No hacía falta rectificar nada a juicio de Azaña, ni había otros res­ponsables de cuanto sucedía que los propios republicanos. Era menester, por tanto, que los desencantados descubrieran nuevas razones a su desilusión, o en otro caso reconocer que la revolución no había encontrado los intérpretes que la situación exigía.

Decepcionado se mostraba también Melquiades Álvarez; pero a título de fervoroso republicano ofreció (5 de diciembre), desde el teatro de la Comedia, los oportunos remedios para consolidar el régimen. Empezó por avisar que eran peligrosos los derroteros por donde lo conducían quienes lo regían y administraban. La Constitución la consideraba defectuosa, contradictoria, peligrosa y alarmista. «Mucha gente ve en los preceptos constitucionales una ofensa sacrílega a sus creencias y el origen de futuras persecuciones» «En la atmósfera de una Cámara exacerbada por el fanatismo político, la voz de la razón y de la templanza no era ni podía ser atendida.» Consideraba que el peligro mayor había pasado, y veía en Lerroux el caudillo de la auténtica fuerza republicana, en quien ponía todas sus esperanzas la mayoría del país. «Él —aseguraba— sabrá mantener la libertad y el orden.» Por su parte, el orador le ofrecía su concurso y el de sus adeptos políticos. La gente, comentó Lerroux al saber esta adhesión, «me contempla como a un ser mesiánico». Más agrio y violento se manifestó en las censuras al Gobierno y a su obra el ex ministro Miguel Maura, en un discurso pronunciado (10 de enero) en el cine de la Ópera; pero a la vez se atrevió a garantizar el porvenir de la República, «que irá por donde quieran las clases conservadoras, con la sola condición de que éstas pongan en ello ahínco y constancia». Previamente reconoció que las Cortes estaban divorciadas de la opinión nacional y que con la economía española en pleno colapso no era oportuno un Gobierno controlado por los socialistas; definió el plebiscito catalán como una farsa y a la Esquerra como una partida de amigos que se habían adueñado del Poder en Cataluña. Estimaba urgente la reforma agraria, la negociación con Roma, y coincidía con Ortega y Gasset en la necesidad de crear un gran partido nacional, como federación de agrupaciones afines. «Ortega y Gasset y yo marcharnos por el mismo camino y nos dirigimos al mismo lugar. Prometo no perderlo de vista, en la seguridad de que nos encontraremos pronto.»

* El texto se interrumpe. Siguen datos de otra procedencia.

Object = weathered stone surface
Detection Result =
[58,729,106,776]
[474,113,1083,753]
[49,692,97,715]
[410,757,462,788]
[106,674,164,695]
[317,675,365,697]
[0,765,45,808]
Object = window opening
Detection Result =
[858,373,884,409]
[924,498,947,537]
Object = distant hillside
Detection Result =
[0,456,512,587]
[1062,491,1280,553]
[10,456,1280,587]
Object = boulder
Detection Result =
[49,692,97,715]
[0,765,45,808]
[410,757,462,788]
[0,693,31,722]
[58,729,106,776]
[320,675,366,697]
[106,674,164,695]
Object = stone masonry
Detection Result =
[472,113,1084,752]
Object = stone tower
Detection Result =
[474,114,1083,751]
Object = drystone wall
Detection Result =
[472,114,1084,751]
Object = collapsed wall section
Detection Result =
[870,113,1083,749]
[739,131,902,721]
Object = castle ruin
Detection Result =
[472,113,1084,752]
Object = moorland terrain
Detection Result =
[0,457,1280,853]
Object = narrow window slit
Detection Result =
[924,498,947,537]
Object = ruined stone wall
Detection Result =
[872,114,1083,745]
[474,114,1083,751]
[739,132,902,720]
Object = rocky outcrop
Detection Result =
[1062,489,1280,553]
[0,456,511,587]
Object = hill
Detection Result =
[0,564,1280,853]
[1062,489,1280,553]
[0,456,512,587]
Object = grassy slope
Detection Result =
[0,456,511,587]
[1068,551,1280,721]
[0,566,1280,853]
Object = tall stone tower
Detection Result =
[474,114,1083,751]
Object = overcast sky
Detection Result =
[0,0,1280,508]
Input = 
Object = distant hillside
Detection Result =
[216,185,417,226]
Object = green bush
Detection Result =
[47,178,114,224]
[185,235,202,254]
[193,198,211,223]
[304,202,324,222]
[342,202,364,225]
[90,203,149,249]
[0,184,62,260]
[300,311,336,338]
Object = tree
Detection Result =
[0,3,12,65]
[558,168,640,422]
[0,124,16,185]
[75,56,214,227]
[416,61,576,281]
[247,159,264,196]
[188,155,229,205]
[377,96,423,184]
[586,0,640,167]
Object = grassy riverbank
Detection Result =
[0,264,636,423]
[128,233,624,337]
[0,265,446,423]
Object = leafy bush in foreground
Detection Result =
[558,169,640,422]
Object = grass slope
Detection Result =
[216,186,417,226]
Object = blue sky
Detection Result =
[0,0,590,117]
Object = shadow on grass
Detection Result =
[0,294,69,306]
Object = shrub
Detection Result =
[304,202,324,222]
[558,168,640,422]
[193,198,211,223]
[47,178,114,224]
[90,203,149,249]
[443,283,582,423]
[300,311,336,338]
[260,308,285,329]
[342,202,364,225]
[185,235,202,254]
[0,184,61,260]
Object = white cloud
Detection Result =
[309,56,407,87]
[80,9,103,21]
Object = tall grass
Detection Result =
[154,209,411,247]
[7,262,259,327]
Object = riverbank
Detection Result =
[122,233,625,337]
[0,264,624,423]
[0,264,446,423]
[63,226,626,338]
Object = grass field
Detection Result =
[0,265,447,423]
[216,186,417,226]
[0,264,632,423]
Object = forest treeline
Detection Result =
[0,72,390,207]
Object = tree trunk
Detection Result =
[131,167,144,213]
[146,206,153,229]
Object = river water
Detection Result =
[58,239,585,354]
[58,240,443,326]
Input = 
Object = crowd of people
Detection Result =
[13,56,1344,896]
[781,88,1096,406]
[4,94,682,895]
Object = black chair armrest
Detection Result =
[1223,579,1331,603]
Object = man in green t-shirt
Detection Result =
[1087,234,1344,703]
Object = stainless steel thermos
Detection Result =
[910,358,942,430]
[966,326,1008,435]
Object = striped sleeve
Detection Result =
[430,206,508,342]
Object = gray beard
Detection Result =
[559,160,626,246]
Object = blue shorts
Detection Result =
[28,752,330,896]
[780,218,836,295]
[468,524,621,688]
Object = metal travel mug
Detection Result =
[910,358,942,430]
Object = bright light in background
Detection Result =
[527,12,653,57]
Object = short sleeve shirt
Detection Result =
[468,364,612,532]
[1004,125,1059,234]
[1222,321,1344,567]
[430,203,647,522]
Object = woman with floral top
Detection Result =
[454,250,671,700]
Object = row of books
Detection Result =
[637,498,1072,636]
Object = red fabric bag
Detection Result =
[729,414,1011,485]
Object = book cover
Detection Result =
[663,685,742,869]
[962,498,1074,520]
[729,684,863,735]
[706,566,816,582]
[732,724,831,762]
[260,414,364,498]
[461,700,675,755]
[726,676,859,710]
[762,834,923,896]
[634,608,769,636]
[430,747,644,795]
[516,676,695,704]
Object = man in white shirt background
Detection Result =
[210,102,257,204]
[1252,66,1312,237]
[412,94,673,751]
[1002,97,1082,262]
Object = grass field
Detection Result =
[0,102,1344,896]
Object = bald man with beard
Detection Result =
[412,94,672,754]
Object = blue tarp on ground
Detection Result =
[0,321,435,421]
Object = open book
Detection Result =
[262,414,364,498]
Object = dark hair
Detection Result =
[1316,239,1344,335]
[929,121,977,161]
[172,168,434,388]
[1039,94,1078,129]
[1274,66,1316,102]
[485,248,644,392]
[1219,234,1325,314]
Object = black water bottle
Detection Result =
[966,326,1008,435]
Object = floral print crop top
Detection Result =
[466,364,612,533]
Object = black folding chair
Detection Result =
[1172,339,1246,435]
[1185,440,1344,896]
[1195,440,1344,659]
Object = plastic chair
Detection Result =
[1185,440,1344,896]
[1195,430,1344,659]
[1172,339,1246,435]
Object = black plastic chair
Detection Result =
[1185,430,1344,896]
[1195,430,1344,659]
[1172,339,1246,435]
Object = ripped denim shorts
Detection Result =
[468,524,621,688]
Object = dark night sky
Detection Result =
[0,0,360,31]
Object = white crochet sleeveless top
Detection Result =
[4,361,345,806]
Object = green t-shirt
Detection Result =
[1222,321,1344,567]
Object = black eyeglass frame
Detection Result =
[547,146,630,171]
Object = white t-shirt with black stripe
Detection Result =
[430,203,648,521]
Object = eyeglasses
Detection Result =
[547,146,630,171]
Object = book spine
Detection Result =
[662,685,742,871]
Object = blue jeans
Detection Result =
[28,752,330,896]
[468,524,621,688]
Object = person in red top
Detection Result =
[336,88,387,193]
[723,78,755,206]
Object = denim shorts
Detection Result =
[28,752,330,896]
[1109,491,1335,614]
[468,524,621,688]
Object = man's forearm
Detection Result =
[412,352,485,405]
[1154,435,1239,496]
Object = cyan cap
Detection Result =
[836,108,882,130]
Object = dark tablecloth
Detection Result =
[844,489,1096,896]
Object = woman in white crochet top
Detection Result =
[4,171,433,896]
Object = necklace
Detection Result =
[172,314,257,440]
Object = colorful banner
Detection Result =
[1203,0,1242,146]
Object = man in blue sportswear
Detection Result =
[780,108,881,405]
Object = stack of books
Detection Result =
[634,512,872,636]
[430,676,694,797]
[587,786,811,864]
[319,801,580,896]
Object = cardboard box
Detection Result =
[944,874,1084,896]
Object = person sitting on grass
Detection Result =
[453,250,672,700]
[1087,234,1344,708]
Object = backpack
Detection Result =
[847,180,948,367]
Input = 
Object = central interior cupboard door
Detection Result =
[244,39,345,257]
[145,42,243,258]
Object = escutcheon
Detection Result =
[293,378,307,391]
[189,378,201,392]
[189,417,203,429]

Si hasta ese punto se manifestaban defraudados quienes habían puesto ilusión y esperanza en la República, ya se comprenderá cuál era el estado de ánimo de quienes nunca creyeron en ella como régimen nacional, pues sabían los virus sectarios y disgregadores que aquel llevaba en sus entrañas. Pasados los primeros meses de sorpresa, católicos, indiferentes o neutros ingresaban a oleadas en el partido que con el título de Acción Nacional se creó para intervenir en las elecciones constituyentes, con bien escasa eficacia según hemos visto. El 17 de octubre, Ángel Herrera abandonaba la presidencia de Gobierno de Acción Nacional, para dedicarse por entero a la dirección de la Acción Católica y de El Debate. Fue designado para sustituirle José María Gil Robles; los otros componentes de la Junta eran: conde de Rodezno, Antonio Goicoechea, Carlos Martín Álvarez, José Medina Togores, conde de Vallellano, Cirilo Tornos, Carlos Pla y Dimas Madariaga.

Gil Robles se había revelado en pocos meses como el más vibrante clarín de la propaganda. Desarrollaba una actividad asombrosa; simultaneaba su labor de parlamentario, siempre en la brecha, con su dinamismo tribunicio, haciéndose presente ante las muchedumbres de todas las provincias españolas. No sólo las derechas le reconocían como adalid, sino que las propias izquierdas, al arreciar en sus ataques contra él, lo destacaban como el adversario más peligroso del momento. Peligroso no sólo por su prodigiosa movilidad y arrestos, sino también por su táctica: Gil Robles propugnaba la democracia, para conseguir la entrada en la ciudadela republicana, pues una vez dentro, trataría, siempre por caminos legales, de transformar lo que era un régimen perjudicial para los intereses superiores del espíritu y de la patria, en un régimen tolerante, justo y sin odios.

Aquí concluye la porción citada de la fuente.